Canadian Approval Of Preclearance Encourages Rail Travelers

Dec 28, 2017

Earlier this month, Canadian officials approved a preclearance agreement that expands the ability of border agents from the U.S. and Canada to collaborate. It’s also expected to accelerate passenger rail crossings at the border.

In December 2016, President Obama signed a bill approving expansion of preclearance procedures between the U.S and Canada. But, it was not until this month that Canada approved a companion bill.
Implementing the revisions has been a top priority of the Plattsburgh/North Country Chamber of Commerce for more than two years.  President and CEO Garry Douglas calls it an important continuation of the Beyond the Border process that the two countries are undertaking.  “One of the most important developments is the pre-clearance agreement. What it essentially does is it broadens and makes easier the ability for both countries to have their border officers operate in the other country to do pre-clearance of things where that makes more sense. Examples are some of our border crossing where the geography is very constrained like at the Peace Bridge in Buffalo also at the Massena/Cornwall crossing. Things can't be built and developed and you can't have the capacity to adequately handle the flow but you could if you could do it on the other side in the other country. This will now open the door for that.”

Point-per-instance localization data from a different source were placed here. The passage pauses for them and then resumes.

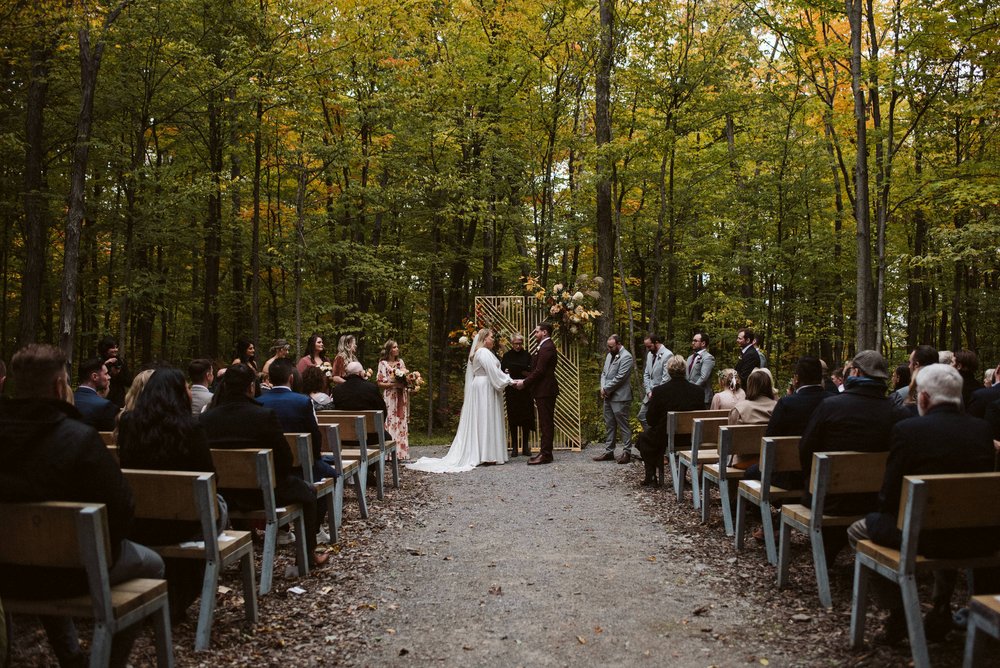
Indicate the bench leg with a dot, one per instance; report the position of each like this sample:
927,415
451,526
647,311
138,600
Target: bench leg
819,562
164,641
267,560
100,646
859,603
359,489
784,552
704,498
914,622
206,608
741,518
727,510
301,551
695,485
767,522
249,588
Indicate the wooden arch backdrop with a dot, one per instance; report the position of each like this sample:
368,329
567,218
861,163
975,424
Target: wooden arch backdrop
509,315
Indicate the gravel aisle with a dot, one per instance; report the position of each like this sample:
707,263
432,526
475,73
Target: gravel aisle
548,566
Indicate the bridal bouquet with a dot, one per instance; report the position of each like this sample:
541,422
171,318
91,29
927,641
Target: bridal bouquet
570,311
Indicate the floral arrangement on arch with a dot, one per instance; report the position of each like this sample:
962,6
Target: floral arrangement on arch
570,309
411,380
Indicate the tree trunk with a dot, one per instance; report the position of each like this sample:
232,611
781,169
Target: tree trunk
865,335
35,199
602,131
90,63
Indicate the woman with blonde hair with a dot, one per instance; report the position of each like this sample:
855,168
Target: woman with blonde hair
396,393
730,393
481,437
347,349
755,408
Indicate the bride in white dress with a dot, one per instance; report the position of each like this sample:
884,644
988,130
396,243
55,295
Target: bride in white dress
481,436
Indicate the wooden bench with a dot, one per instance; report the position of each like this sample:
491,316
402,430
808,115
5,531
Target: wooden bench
350,469
704,450
375,424
778,454
254,470
680,423
832,473
984,621
302,456
734,440
351,427
930,502
187,496
75,535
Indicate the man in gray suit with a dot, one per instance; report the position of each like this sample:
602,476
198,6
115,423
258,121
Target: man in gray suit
616,390
700,365
654,373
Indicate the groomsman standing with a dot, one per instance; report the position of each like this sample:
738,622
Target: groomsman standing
700,365
616,390
654,373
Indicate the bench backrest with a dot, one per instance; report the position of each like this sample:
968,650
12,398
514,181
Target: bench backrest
705,434
845,473
352,425
177,495
49,534
741,439
243,468
682,422
947,501
781,453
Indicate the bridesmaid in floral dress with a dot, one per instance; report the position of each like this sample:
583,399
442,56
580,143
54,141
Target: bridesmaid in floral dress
397,397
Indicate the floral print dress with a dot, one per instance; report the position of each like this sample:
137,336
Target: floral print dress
397,400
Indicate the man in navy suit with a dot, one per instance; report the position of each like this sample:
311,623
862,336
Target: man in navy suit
97,411
295,411
941,440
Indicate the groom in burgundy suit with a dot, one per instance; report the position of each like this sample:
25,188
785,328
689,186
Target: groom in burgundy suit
541,381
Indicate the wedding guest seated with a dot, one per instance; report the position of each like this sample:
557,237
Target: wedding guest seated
295,412
315,355
49,454
356,393
160,433
730,393
233,421
859,418
279,350
201,373
756,408
95,410
314,384
941,440
677,395
118,373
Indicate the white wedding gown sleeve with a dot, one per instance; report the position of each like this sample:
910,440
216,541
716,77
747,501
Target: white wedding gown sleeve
481,435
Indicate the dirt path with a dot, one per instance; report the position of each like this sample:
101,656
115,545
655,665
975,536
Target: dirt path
548,566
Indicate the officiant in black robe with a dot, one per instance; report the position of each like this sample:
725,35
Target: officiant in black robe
520,407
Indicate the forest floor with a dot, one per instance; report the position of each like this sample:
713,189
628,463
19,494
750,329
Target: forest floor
567,564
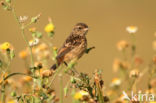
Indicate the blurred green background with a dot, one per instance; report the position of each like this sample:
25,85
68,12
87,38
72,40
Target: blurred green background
107,20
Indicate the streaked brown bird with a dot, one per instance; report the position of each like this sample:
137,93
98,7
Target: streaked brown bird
74,46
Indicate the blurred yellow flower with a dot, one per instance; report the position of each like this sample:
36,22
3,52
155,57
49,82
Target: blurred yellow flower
154,45
121,45
134,73
11,101
116,82
49,28
27,78
5,46
23,54
55,48
152,102
32,29
34,42
42,46
79,95
132,29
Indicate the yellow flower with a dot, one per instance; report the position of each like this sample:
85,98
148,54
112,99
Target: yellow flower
49,28
116,82
32,29
80,95
5,46
11,101
34,42
54,48
153,102
154,45
134,73
132,29
27,78
23,54
121,45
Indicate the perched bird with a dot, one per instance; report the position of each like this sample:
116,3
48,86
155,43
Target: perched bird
74,46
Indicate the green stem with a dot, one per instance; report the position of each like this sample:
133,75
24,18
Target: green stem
3,93
57,71
23,35
61,88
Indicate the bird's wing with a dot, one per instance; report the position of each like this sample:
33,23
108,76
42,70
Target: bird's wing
69,44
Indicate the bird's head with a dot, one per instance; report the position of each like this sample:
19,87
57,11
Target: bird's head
80,29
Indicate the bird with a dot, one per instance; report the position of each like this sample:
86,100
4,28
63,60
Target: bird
74,46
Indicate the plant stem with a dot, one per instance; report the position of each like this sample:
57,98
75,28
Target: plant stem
61,88
23,35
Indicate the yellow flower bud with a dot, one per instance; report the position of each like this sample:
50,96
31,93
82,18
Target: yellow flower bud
5,46
49,28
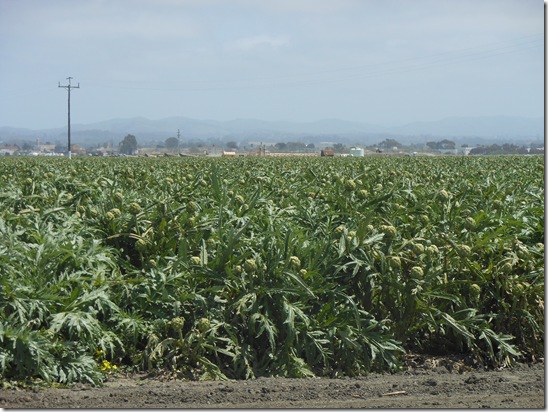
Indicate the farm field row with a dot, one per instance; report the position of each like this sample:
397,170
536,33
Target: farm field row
245,267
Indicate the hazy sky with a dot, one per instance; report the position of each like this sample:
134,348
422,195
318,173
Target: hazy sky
375,61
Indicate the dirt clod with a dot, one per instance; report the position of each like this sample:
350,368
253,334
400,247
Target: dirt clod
520,387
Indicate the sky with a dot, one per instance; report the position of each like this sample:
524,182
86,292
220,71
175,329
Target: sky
386,62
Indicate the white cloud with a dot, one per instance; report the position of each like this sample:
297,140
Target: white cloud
257,42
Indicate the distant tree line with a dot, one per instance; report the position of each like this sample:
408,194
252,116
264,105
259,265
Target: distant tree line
441,145
504,149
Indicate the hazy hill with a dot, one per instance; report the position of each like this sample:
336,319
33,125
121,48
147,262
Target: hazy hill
499,128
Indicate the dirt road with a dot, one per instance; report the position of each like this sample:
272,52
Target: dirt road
420,387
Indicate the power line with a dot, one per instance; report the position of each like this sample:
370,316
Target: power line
69,87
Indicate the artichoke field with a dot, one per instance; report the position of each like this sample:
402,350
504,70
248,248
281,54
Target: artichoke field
246,267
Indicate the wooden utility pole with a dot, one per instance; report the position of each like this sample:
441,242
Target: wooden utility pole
68,87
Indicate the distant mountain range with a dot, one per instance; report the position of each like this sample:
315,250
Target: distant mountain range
465,129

Douglas adds that the new laws resolve a long-standing impediment to clearing passenger trains between Canada and the U.S.  “Everybody would like to see faster rail service. But if we could resolve the historic need for the train coming out of Montreal and then stopping at Rouses Point for an hour and a half or more at times while U.S. Customs agents have to go on and clear people on the train there at the border. Now we’ll be able to have U.S. Customs at Central Station in downtown Montreal.  They will clear people when they board the train. There may still need to be a perfunctory stop at the border. But that long stoppage will be eliminated and we will facilitate rail travel between our two countries.”

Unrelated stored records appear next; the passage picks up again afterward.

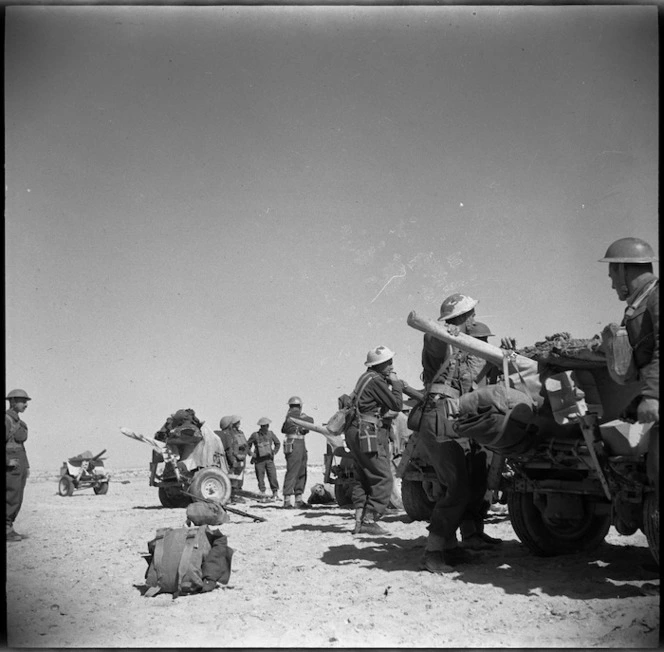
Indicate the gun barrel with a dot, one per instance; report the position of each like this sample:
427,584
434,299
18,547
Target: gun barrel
472,345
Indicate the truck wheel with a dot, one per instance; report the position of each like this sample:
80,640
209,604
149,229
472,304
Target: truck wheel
547,538
101,489
651,524
211,483
343,494
172,497
416,503
65,486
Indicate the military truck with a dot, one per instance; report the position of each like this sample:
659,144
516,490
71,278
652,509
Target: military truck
573,466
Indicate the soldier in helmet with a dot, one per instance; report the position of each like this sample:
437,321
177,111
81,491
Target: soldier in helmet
266,445
295,451
472,531
377,392
631,273
446,375
16,459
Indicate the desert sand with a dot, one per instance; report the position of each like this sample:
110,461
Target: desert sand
301,579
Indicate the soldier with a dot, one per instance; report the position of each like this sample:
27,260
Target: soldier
472,531
631,273
295,452
378,391
16,459
240,450
266,445
446,377
235,448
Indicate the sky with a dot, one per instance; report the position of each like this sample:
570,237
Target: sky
222,207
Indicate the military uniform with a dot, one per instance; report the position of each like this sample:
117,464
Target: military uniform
295,451
16,462
446,455
266,446
642,327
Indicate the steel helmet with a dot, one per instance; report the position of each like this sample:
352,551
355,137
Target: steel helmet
18,393
478,329
629,250
378,355
226,422
455,305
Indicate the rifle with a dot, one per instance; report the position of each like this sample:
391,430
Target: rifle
232,510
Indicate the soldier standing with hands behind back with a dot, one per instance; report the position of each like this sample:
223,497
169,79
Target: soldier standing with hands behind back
266,445
16,459
295,451
631,273
378,391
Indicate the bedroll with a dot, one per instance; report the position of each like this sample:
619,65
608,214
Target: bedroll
187,560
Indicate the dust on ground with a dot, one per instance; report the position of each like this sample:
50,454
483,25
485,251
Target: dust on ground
301,579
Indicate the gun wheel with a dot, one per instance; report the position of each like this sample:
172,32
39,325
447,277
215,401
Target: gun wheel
65,486
101,489
211,483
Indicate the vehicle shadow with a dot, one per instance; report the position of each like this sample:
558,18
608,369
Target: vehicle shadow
609,572
305,527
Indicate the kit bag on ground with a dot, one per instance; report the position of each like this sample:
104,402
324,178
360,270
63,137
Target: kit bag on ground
187,560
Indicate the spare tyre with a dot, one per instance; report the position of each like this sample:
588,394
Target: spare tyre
211,483
546,537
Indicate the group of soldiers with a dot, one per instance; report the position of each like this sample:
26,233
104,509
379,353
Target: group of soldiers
447,374
261,448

Amtrak Director of Operation Service Planning Ed Courtemanch says the new rules will help create a standardized crossing procedure for rail passengers.  “We cross the border at three locations in two directions each and there are six variations of what happens. And that is because there is no standard process and the border agencies would really like to have a standard process. But there is no standard process because the physical configuration and the operation at each location is different.”

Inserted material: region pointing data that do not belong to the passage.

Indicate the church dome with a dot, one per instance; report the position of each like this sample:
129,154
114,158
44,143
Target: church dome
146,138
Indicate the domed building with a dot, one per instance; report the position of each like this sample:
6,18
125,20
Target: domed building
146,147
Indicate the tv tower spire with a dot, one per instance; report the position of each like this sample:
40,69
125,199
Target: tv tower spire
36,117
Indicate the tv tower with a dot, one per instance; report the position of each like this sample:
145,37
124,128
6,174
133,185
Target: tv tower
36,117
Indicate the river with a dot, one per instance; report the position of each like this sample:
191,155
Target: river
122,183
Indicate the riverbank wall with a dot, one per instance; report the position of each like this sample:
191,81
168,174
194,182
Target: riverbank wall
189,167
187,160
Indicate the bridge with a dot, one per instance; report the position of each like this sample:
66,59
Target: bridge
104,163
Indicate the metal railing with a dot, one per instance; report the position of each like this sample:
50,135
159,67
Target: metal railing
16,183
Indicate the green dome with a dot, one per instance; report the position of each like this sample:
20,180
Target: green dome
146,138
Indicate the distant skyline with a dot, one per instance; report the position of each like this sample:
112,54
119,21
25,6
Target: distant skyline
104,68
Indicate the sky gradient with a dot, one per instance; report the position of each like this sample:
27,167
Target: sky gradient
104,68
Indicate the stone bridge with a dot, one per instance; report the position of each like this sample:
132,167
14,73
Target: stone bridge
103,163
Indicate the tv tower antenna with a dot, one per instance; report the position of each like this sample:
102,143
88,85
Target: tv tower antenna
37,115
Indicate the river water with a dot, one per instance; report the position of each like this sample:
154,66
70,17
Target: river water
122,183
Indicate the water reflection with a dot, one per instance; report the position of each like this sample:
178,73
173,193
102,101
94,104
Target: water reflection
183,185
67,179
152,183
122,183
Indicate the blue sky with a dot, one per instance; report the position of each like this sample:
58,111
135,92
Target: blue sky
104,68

Courtemanch cautions that it could be three years before state-of-the-art facilities are ready to pre-clear rail passengers.  “First of all it won't be right away. Now that the legislation has been signed in both countries the border agencies can proceed to write their design specifications and regulations for pre-clearance.  It will really advance the state-of-the-art for rail travelers going across the border and open up new travel possibilities.”

Amtrak crosses into Canada at three locations: Rouses Point/Lacolle, Niagara Falls, NY and Ontario, and at a pre-inspection site between Seattle and Vancouver. Amtrak says Vermont has expressed interest in restoring passenger rail service to Montreal once preclearance is operational.